The court will provide the veteran with supervision and compliance support so they can successfully complete whatever sentence the court imposes on them.
“It allows the court and the specialty courts to collaborate with the VA in Saginaw and bring in more resources to our veterans who have been charged with crimes,” Lab said.
“The veterans treatment track will promote sobriety, recovery and stability through a coordinated response that involves collaboration with the community treatment providers, community agencies and organizations, as well as the Department of Veterans Affairs healthcare networks, Veterans Benefits Administration, our local Department of Veterans Affairs office, volunteer mentors, and organizations that support veterans and veterans families,” the 35th Circuit Court said in a press release.

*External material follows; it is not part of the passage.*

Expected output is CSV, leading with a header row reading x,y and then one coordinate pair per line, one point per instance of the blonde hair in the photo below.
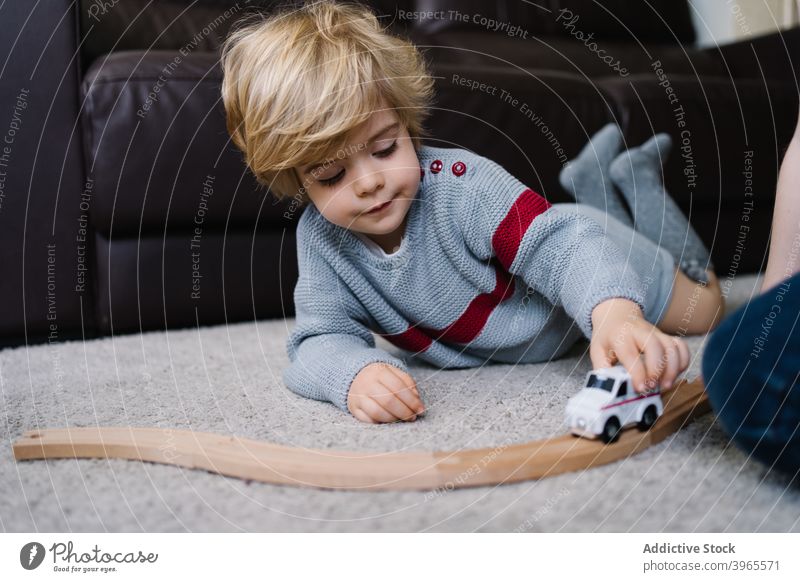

“Our Shiawassee County veterans have done what they can to serve our country and community. Our community must do what we can to support and honor their service and sacrifice,” said Circuit Judge Matthew Stewart.
He said he wants to ensure that any veteran entering the 35th Circuit Court has access to the support and treatment they need and deserve to address combat and service-connected needs.
The veteran’s treatment track will be implemented within the current treatment court programs.
It will “ensure that all Shiawassee County veterans charged with felonies who may be suffering from addiction, mental health issues, and other combat-related disorders receive proper support and treatment.
“Justice-involved veterans will be diverted from incarceration and provided supervision and compliance support and monitoring from the treatment teams, which include the judge, prosecutor, defense counsel, Michigan Department of Corrections, treatment providers, police and compliance managers,” the court’s press release said.
According to recent VA statistics, a little less than 9 percent of Shiawassee County residents are veterans. Less than one percent of them, historically, have had run-ins with the law.